It was not by chance that the researchers only examined this connection.
In recent years, several studies have suggested that viruses may be related to type 1 diabetes.
This variant of diabetes is an autoimmune disease in which the body's immune system destroys the cells that produce insulin. Certain genes are predisposed to disease, but not everyone who has these genes has diabetes. The disease is probably triggered by several factors in the environment.
Such a factor can be viruses.
Introduced rotavirus vaccine
Earlier studies in animals and humans have linked the viruses to diabetes 1. One of the viruses that has been in the limelight is rotavirus – which causes serious childhood illness in children.
In 2007, a new rotavirus vaccine was introduced into the Australian program of childhood vaccines. If rotavirus can really trigger diabetes 1, should we see a decrease in new cases after the introduction of the vaccine?
That is precisely what Kirsten P. Perrett, of the University of Melbourne, and his colleagues examined.
Fewer cases of diabetes
The researchers analyzed national data on new cases of diabetes 1 between zero and 14 years between 2000 and 2015.
And very well. After the vaccine was introduced, the number of new cases of diabetes dropped by 14%. But only in the group of zero to four years. In the older age groups – which probably were not vaccinated – the numbers remained unchanged.
This points to the fact that rotavirus may actually be one of the causative causes of diabetes 1, and that the vaccine may thus have the side effect of avoiding the disease.
But there are still many reservations to make.
It is too early to conclude that the vaccine actually led to fewer cases of diabetes, writes Jennifer Abbasi in a news update on JAMA.
Does not agree with Finnish research
For example, we can not rule out that other changes during this time affect the risk of getting diabetes. It is also necessary to accompany children for several years to see if they are still developing diabetes.
The result is also not consistent with an earlier study by Finland. There was no such effect from the introduction of rotavaxin.
The difference between the Australian and Finnish results may be due to variations in genes and environmental factors in different countries, but may also mean that the vaccine has no preventative effects for diabetes 1.
Australian researchers are already conducting research to find safer answers.

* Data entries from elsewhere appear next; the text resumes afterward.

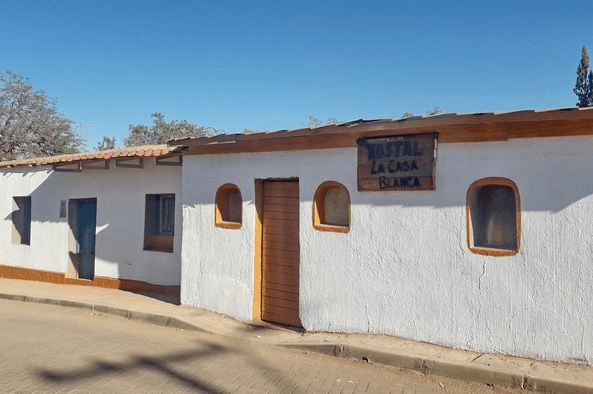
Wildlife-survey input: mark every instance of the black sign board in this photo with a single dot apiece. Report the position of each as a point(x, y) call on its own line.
point(403, 162)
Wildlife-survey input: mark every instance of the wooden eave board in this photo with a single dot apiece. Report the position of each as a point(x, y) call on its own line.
point(450, 129)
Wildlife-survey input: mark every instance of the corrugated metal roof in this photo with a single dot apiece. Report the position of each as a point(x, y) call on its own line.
point(137, 151)
point(401, 123)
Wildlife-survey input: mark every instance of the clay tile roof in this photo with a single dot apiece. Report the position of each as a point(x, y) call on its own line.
point(137, 151)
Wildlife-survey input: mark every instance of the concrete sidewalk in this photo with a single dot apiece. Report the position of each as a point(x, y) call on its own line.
point(487, 368)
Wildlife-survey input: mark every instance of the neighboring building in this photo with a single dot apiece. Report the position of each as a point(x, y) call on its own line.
point(470, 231)
point(109, 218)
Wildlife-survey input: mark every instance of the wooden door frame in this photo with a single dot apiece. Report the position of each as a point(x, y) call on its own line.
point(257, 271)
point(259, 225)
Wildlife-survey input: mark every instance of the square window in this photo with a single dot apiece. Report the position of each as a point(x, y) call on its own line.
point(159, 222)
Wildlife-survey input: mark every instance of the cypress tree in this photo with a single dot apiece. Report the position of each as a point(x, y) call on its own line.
point(583, 87)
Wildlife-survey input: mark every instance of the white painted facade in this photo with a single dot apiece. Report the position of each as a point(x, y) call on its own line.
point(120, 194)
point(405, 268)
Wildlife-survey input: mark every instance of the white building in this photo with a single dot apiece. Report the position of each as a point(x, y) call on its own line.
point(85, 219)
point(470, 231)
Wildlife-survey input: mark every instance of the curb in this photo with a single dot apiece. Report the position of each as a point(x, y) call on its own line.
point(450, 369)
point(455, 370)
point(150, 318)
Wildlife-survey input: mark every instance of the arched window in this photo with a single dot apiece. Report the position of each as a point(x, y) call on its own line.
point(493, 217)
point(331, 207)
point(229, 207)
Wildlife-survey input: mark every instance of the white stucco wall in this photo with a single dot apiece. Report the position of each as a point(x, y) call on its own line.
point(404, 268)
point(120, 194)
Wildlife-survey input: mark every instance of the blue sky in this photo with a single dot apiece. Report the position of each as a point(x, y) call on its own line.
point(269, 65)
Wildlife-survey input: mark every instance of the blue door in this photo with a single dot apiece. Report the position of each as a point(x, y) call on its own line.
point(86, 213)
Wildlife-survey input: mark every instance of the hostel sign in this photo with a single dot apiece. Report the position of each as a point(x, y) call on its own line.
point(403, 162)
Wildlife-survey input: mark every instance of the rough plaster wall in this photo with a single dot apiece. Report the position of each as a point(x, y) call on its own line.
point(404, 268)
point(120, 194)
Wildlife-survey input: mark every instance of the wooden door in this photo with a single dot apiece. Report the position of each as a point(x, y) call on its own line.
point(280, 253)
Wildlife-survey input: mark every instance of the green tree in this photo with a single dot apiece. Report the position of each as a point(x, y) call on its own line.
point(30, 124)
point(583, 87)
point(106, 144)
point(161, 131)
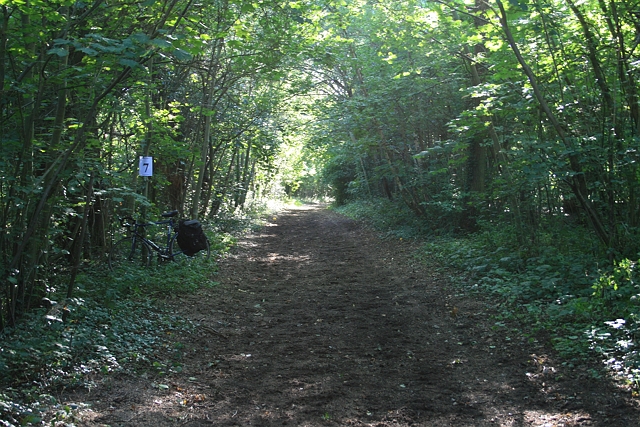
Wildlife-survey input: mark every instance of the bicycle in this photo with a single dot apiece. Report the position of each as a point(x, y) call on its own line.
point(139, 249)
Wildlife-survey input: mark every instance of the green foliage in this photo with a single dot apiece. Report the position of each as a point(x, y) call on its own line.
point(558, 288)
point(392, 218)
point(44, 353)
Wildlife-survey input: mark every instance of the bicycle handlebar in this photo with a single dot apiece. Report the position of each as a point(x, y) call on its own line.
point(129, 221)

If the vaccine can actually prevent diabetes, this may mean something for the prevention of autoimmune disease and for our ability to understand the mechanisms behind diabetes 1.
Kirsten P. Perrett et al., Association of Rotavirus Vaccination with Type 1 Diabetes Incidence in Children, Jama Pediatrics, January, 2019. Abstract.
Jennifer Abbasi, after the rotavirus vaccine, declines the incidence of type 1 diabetes in Australia, JAMA. Abstract.